Aquietava-me pelos cantos. Nas dobras das quinas do terraço. O mormaço invadia os cômodos, mas o chão, ah! o chão era sempre friinho para que eu sentisse já as delícias do meu corpo. Hoje faço isso na minha cama, com lençóis igualmente friinhos e deslizantes. Adoro deslizar as pernas pelo branco do meu paraíso perdido.
Mais tarde, o depois do almoço era hora de um sono da bela adormecida. Parecia que tinha comido todas as maçãs! Seriam os hormônios? Talvez. Mal terminava a mesa e a minha cama me seduzia. Levava os gibis para ler, e somente com uma folha de Madame Min ou Mandrake, eu adormecia pesadamente. E ali mergulhava por toda a tarde.

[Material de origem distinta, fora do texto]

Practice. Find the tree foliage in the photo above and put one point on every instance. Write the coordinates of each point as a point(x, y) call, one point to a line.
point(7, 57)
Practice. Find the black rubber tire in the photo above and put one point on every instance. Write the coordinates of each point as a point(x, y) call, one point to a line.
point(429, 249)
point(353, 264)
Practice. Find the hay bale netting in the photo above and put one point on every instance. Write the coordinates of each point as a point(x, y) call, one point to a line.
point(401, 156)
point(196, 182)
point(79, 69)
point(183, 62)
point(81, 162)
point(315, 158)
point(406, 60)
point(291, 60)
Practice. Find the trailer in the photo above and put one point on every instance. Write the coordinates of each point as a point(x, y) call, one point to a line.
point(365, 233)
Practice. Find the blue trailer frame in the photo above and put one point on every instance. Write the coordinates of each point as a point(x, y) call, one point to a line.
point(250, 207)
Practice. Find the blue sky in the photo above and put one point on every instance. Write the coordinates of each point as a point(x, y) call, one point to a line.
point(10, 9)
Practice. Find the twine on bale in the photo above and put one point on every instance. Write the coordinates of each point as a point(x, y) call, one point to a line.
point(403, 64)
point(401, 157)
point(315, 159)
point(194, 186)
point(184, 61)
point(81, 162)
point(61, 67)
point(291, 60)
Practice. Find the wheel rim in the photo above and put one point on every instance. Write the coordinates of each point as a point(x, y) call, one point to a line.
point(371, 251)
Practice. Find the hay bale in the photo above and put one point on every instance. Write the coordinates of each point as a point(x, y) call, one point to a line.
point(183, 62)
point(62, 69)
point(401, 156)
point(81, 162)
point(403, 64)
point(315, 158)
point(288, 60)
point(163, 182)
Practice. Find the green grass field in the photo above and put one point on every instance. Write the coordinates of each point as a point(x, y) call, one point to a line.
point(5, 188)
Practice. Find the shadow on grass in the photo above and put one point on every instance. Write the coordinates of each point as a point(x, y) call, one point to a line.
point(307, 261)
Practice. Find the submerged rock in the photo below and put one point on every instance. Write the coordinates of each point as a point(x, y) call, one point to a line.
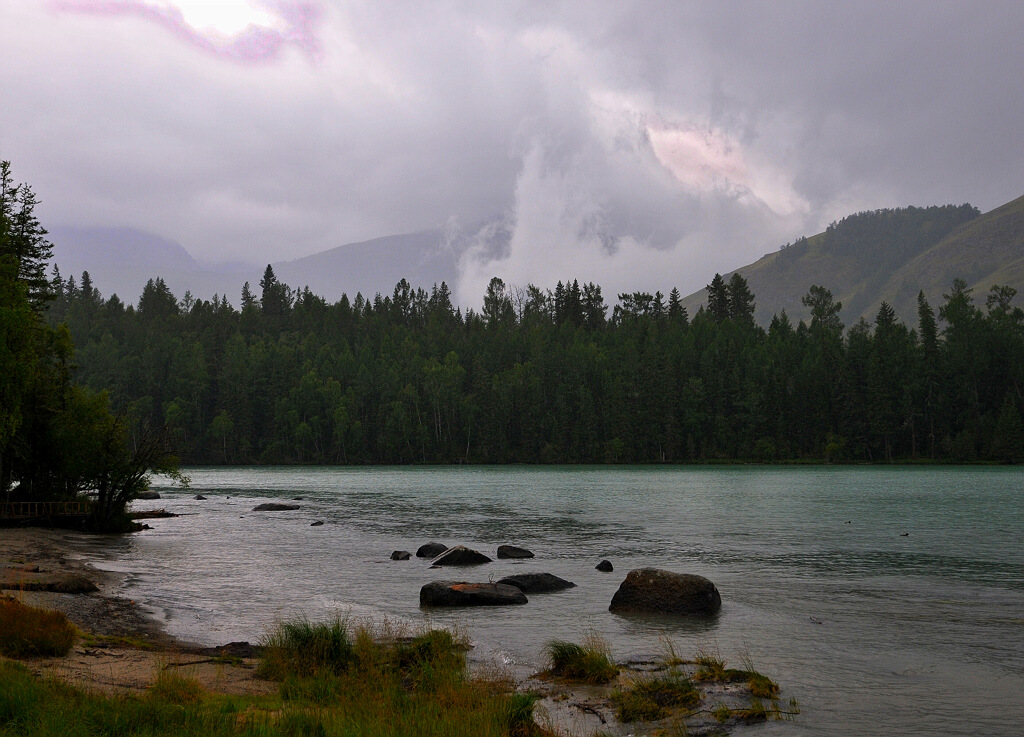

O difícil era driblar os estudos, as aulas e mamãe, que achava que eu estava a vagabundar. Como explicar que dormir era viver? E no dia que não dormia, ficava sonâmbula pelos cantos, não aprendia nada, mal humorada e o corpo gemia das faltas. Até hoje sou assim. Quer me ver mal humorada? Me falte o sono. Tenho que dormir bem. E sim, tenho o hábito de dormir pelo dia. Se não for após o almoço, será ao final do dia, um momento das baixas das minhas energias.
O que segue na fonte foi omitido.